The Bucs in San Berdoo
Although the arrival of Major League Baseball in Southern California is usually dated to 1958, when the Brooklyn Dodgers moved to Los Angeles, big league clubs had roots in the area going back several decades. The Chicago Cubs began training in L.A. in the spring of 1903, and the White Sox played an exhibition game in Riverside in 1914. From 1924 to 1934, the Pittsburgh Pirates trained in the central California town of Paso Robles. The club then got a pitch from a San Bernardino civic group led by Harrison Sporting Goods, the regional supplier of Spalding Sporting Goods, the chief provider of equipment to the big leagues.

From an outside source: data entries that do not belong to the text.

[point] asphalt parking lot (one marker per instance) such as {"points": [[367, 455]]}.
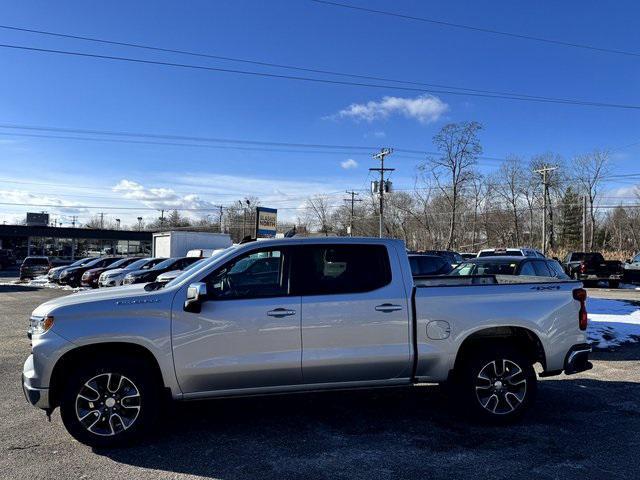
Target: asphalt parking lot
{"points": [[583, 426]]}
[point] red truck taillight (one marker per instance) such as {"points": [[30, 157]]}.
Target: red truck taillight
{"points": [[580, 294]]}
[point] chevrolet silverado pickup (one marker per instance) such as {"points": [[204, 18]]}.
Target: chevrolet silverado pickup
{"points": [[591, 268], [292, 315]]}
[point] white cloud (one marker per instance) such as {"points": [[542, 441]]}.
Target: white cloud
{"points": [[159, 198], [425, 109], [349, 164]]}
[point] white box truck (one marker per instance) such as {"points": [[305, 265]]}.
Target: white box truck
{"points": [[178, 243]]}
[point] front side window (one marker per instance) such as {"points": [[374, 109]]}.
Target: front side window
{"points": [[338, 269], [254, 275], [527, 269], [541, 269]]}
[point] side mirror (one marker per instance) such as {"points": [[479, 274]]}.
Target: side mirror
{"points": [[196, 294]]}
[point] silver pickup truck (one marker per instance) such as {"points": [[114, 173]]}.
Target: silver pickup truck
{"points": [[295, 315]]}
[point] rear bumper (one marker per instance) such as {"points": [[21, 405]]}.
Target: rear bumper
{"points": [[577, 359]]}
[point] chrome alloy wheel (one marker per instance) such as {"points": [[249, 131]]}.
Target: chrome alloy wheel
{"points": [[501, 386], [108, 404]]}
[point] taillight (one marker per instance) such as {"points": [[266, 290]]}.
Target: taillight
{"points": [[580, 294]]}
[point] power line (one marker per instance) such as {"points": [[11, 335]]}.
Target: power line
{"points": [[322, 80], [267, 64], [480, 29]]}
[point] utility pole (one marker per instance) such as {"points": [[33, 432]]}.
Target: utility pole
{"points": [[381, 187], [545, 183], [584, 223], [353, 200]]}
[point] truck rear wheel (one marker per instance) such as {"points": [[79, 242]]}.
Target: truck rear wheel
{"points": [[110, 402], [498, 385]]}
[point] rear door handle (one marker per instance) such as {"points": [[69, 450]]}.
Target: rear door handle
{"points": [[388, 307], [281, 312]]}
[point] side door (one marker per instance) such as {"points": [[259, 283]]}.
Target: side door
{"points": [[247, 334], [355, 313]]}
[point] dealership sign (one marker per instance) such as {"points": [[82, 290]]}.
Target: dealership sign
{"points": [[266, 221]]}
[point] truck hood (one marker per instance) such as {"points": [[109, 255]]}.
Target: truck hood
{"points": [[117, 293]]}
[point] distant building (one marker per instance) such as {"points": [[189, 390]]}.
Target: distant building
{"points": [[70, 243]]}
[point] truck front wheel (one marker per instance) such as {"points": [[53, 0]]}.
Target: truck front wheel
{"points": [[109, 402], [498, 385]]}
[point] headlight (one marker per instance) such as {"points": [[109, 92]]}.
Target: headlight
{"points": [[39, 325]]}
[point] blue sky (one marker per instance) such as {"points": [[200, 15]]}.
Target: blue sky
{"points": [[59, 91]]}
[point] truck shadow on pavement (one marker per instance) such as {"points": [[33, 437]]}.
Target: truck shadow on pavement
{"points": [[575, 430]]}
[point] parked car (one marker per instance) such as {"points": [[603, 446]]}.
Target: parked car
{"points": [[632, 270], [34, 267], [538, 267], [114, 278], [454, 258], [513, 252], [422, 265], [591, 268], [340, 313], [73, 276], [90, 277], [146, 276], [53, 275], [166, 277], [7, 258]]}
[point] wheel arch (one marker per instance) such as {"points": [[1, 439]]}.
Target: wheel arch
{"points": [[524, 339], [79, 355]]}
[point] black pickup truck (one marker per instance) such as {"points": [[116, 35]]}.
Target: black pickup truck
{"points": [[591, 268]]}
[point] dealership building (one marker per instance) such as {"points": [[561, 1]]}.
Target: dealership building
{"points": [[69, 243]]}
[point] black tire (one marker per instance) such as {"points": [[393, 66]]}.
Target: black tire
{"points": [[501, 398], [117, 424]]}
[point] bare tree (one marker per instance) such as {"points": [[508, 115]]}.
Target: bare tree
{"points": [[318, 211], [591, 170], [459, 149], [508, 186]]}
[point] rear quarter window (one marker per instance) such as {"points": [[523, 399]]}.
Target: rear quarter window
{"points": [[339, 269]]}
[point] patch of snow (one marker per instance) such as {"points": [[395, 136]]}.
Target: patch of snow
{"points": [[612, 322]]}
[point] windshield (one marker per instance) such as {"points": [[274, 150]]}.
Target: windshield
{"points": [[82, 261], [165, 264], [201, 263], [493, 267], [138, 264], [120, 262]]}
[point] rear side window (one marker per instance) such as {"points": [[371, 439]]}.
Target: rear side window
{"points": [[338, 269], [425, 265], [541, 269]]}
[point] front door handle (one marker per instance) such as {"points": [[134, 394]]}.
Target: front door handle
{"points": [[388, 307], [281, 312]]}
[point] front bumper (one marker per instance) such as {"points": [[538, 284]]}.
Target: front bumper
{"points": [[577, 359], [38, 397]]}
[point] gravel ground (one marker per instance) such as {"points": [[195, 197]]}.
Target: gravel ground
{"points": [[584, 426]]}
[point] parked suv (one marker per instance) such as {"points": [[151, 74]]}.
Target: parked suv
{"points": [[145, 276], [514, 252], [73, 276], [591, 268], [91, 276], [537, 267], [34, 266], [114, 278], [7, 258]]}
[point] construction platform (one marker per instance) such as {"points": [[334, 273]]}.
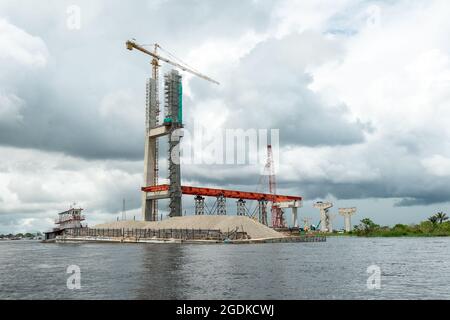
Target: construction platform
{"points": [[188, 229]]}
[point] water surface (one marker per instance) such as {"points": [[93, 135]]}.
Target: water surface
{"points": [[411, 268]]}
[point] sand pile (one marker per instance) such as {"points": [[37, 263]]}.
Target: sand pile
{"points": [[253, 228]]}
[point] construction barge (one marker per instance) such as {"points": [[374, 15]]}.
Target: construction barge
{"points": [[197, 236]]}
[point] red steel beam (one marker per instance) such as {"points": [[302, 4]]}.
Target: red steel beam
{"points": [[210, 192]]}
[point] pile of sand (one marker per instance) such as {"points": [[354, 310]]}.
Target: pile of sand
{"points": [[253, 228]]}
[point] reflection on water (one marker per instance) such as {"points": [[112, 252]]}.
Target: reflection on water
{"points": [[410, 268]]}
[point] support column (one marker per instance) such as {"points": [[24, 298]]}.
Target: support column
{"points": [[150, 207], [347, 214], [199, 206], [294, 217], [173, 113], [221, 206], [262, 208], [240, 207]]}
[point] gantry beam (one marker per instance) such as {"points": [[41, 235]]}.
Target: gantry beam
{"points": [[210, 192]]}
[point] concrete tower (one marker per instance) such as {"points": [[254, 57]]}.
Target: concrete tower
{"points": [[347, 214], [173, 93], [150, 206], [325, 216]]}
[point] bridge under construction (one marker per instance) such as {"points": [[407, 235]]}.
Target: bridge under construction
{"points": [[171, 127]]}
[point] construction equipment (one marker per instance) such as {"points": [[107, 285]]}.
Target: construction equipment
{"points": [[154, 130], [156, 58], [277, 212]]}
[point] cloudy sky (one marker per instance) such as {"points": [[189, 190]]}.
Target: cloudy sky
{"points": [[360, 91]]}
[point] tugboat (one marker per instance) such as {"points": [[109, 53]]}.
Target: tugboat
{"points": [[70, 219]]}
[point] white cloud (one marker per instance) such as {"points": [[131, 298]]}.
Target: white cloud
{"points": [[10, 109], [437, 165], [18, 46]]}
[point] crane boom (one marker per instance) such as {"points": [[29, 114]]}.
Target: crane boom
{"points": [[133, 45]]}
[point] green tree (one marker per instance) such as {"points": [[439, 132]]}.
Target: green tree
{"points": [[441, 217], [433, 219], [366, 227]]}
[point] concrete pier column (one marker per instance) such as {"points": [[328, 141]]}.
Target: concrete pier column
{"points": [[294, 217]]}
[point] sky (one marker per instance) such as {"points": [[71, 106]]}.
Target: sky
{"points": [[359, 91]]}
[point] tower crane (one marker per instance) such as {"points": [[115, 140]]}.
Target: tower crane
{"points": [[157, 57], [155, 62]]}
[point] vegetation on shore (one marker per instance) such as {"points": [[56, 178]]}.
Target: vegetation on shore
{"points": [[435, 226]]}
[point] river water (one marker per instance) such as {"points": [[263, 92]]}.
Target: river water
{"points": [[411, 268]]}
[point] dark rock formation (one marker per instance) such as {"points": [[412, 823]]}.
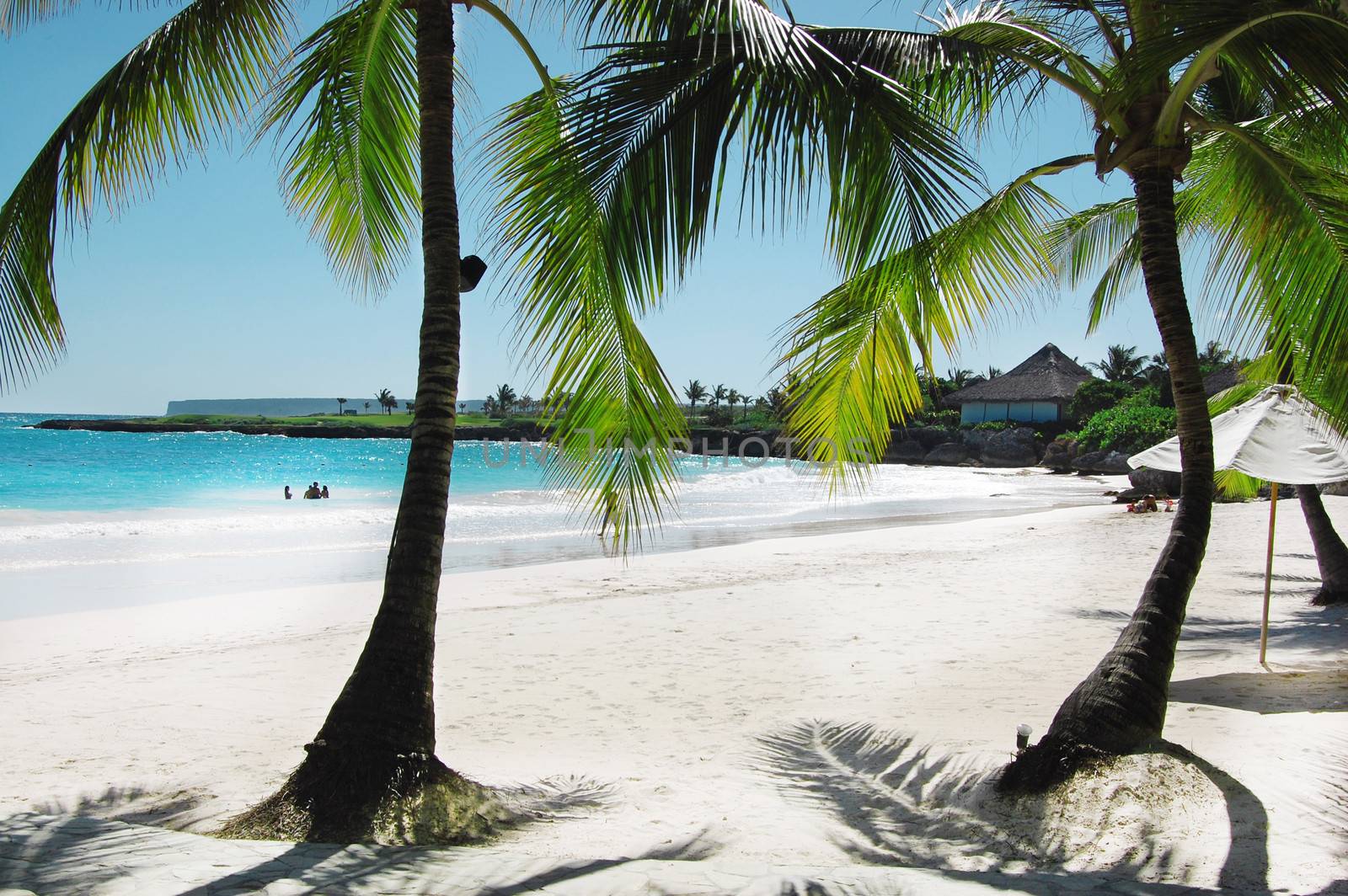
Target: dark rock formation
{"points": [[1103, 462], [948, 455], [905, 451], [1060, 455], [298, 430], [1010, 448]]}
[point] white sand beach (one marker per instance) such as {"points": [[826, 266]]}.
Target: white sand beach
{"points": [[820, 701]]}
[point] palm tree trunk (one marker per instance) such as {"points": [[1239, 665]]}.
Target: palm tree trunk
{"points": [[1331, 552], [1122, 704], [374, 760]]}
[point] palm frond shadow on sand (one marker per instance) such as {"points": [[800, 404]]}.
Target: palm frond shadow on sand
{"points": [[71, 846], [898, 802]]}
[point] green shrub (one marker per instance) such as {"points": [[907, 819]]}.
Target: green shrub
{"points": [[1127, 428], [1098, 395], [948, 418], [718, 417]]}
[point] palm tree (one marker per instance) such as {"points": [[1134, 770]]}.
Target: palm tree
{"points": [[1331, 552], [777, 403], [1121, 364], [505, 399], [1145, 72], [1213, 356], [1158, 374], [694, 392], [366, 108]]}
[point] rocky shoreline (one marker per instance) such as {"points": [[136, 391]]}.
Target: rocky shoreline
{"points": [[921, 445], [293, 430]]}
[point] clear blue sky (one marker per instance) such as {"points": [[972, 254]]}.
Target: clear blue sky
{"points": [[209, 290]]}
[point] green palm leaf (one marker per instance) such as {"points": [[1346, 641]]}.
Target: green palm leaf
{"points": [[580, 298], [851, 356], [17, 15], [189, 83], [350, 161]]}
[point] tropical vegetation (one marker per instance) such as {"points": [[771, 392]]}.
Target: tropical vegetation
{"points": [[866, 123], [1244, 101]]}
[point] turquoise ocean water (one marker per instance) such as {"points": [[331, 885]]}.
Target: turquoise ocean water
{"points": [[67, 471], [110, 519]]}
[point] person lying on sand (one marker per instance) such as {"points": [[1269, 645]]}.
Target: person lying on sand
{"points": [[1149, 505]]}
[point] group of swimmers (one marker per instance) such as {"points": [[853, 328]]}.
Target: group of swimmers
{"points": [[312, 492]]}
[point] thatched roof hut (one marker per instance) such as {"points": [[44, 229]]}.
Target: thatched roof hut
{"points": [[1037, 390]]}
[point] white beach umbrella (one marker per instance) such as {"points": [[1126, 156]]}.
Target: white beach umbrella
{"points": [[1277, 435]]}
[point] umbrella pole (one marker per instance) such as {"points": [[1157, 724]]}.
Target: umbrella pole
{"points": [[1273, 522]]}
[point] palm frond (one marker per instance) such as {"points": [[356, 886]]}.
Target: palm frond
{"points": [[1281, 271], [350, 163], [17, 15], [1237, 485], [1102, 243], [1033, 53], [190, 81], [851, 356], [1297, 53], [581, 290], [809, 109]]}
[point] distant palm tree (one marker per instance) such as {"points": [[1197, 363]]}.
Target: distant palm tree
{"points": [[1158, 375], [694, 391], [777, 402], [1213, 356], [506, 399], [1121, 364]]}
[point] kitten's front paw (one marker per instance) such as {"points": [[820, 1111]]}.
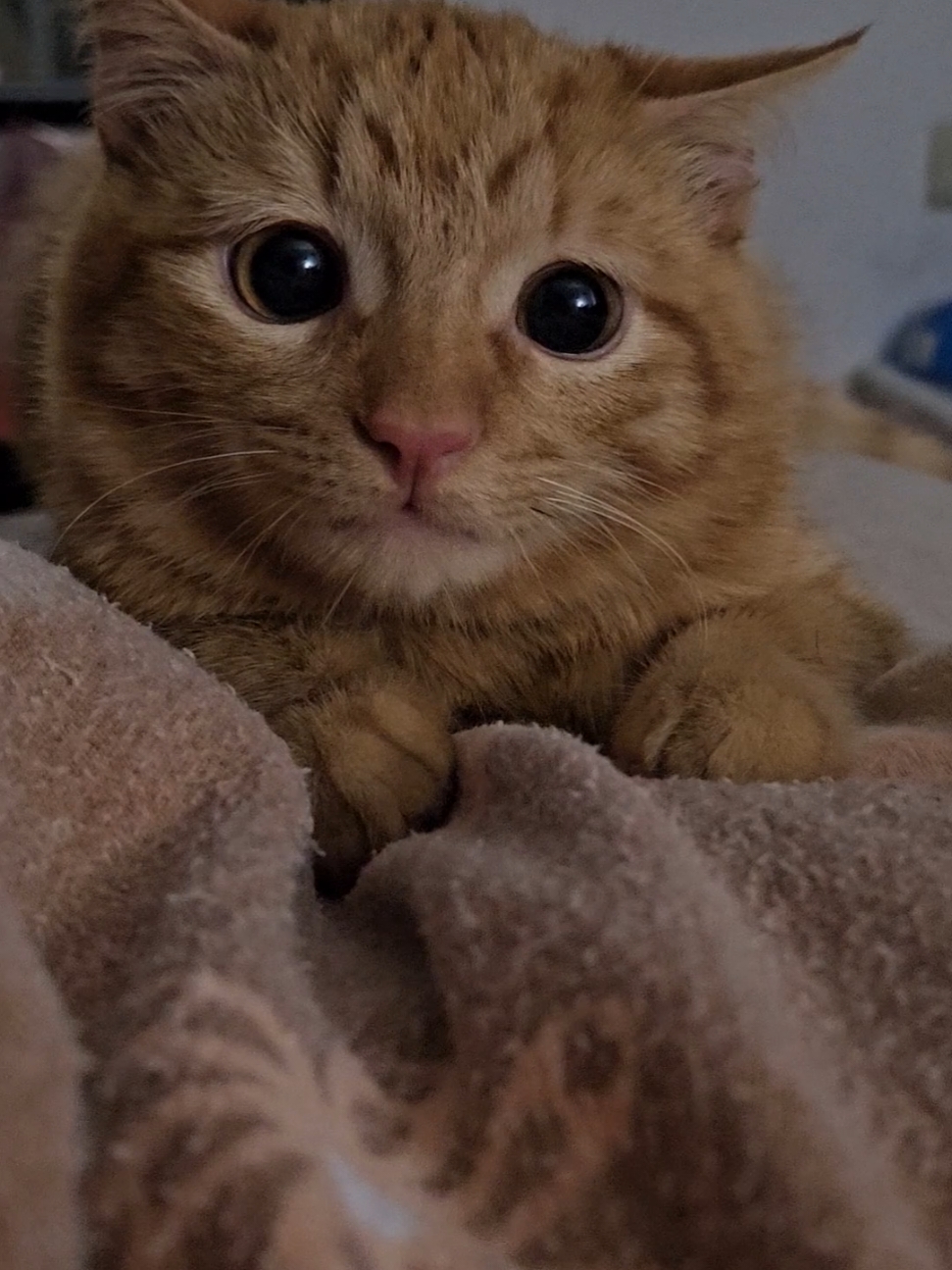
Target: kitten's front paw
{"points": [[382, 765], [750, 715]]}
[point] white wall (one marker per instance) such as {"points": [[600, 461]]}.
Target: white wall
{"points": [[842, 209]]}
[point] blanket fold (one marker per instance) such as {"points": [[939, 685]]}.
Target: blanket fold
{"points": [[590, 1021]]}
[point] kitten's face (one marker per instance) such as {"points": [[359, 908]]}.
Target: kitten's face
{"points": [[439, 286]]}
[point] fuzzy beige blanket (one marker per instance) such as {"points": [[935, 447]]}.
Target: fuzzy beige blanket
{"points": [[591, 1023]]}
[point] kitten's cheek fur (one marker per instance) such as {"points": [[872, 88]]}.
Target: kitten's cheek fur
{"points": [[748, 714]]}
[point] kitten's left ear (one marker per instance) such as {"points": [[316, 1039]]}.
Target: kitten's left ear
{"points": [[709, 110], [147, 52]]}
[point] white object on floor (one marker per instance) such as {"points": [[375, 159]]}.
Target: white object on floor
{"points": [[30, 530]]}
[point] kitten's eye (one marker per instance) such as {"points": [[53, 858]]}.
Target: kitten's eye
{"points": [[570, 310], [288, 274]]}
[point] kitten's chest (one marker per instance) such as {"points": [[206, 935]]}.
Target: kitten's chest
{"points": [[526, 672]]}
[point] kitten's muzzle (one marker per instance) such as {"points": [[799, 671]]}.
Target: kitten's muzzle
{"points": [[418, 452]]}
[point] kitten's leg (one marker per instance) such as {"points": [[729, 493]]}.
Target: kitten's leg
{"points": [[376, 743], [763, 692]]}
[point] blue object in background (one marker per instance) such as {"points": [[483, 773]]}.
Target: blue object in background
{"points": [[922, 345]]}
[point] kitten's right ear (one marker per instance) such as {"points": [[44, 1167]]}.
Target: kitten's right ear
{"points": [[147, 52]]}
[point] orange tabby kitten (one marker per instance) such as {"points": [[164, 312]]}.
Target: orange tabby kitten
{"points": [[405, 364]]}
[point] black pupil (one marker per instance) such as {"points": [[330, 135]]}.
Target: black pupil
{"points": [[296, 276], [568, 311]]}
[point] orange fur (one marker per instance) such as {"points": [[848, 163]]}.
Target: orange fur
{"points": [[617, 555]]}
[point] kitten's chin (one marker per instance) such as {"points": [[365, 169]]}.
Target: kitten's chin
{"points": [[409, 559]]}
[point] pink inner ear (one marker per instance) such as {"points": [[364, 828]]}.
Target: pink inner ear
{"points": [[725, 179]]}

As longtime resident Bill Harrison told the San Bernardino Sun in 1999, his parents, William and Laura Harrison, owned Harrison Sporting Goods and put the request to the Spalding Company, which relayed it to the Pirates. The invitation had merit for several reasons. San Bernardino, a citrus-growing center of a region known as the Inland Empire, enjoyed a benign climate. Located 50 miles east of L.A. and the Pacific Ocean, the city had grown in prominence as the gateway to Southern California, given its intersecting highways—including the marvelous Route 66—and railroads. The city’s transportation hub made it convenient to play the other big-league clubs who trained at that time in Southern California: the Chicago White Sox in Pasadena, and the Chicago Cubs on Catalina Island. The St. Louis Browns trained in San Bernardino in 1948, then several years in Burbank (1949–52), and returned to San Bernardino in 1953. The Philadelphia Athletics trained in Anaheim in 1940–42 and the Cleveland Indians in Tucson, Arizona, 1947–1992, adding to the competition, as did the New York Giants, who trained in Phoenix 1947–50 and 1952. The Triple-A teams of the Pacific Coast League provided further opportunities for games. The Pirates agreed to make San Bernardino’s Perris Hill Park their spring training home in 1935, playing there off and on until the end of the 1952 exhibition season. San Berdoo, as it is popularly known, was an attractive spring training site for other reasons. The city had a population of about 40,000 in 1935 and sits at the base of the towering San Bernardino Mountains, where for a few years the Pirates stayed at the Arrowhead Springs Hotel, five miles from the city below. With its 36 springs, the hotel was a well-known spa frequented by Hollywood celebrities. The hotel was devastated by a forest fire in 1938 but was soon rebuilt. When it re-opened in December 1939 entertainers Judy Garland, Al Jolson, and Rudy Vallee were there to celebrate the occasion. Each spring the Pirates rubbed shoulders with radio and film celebrities.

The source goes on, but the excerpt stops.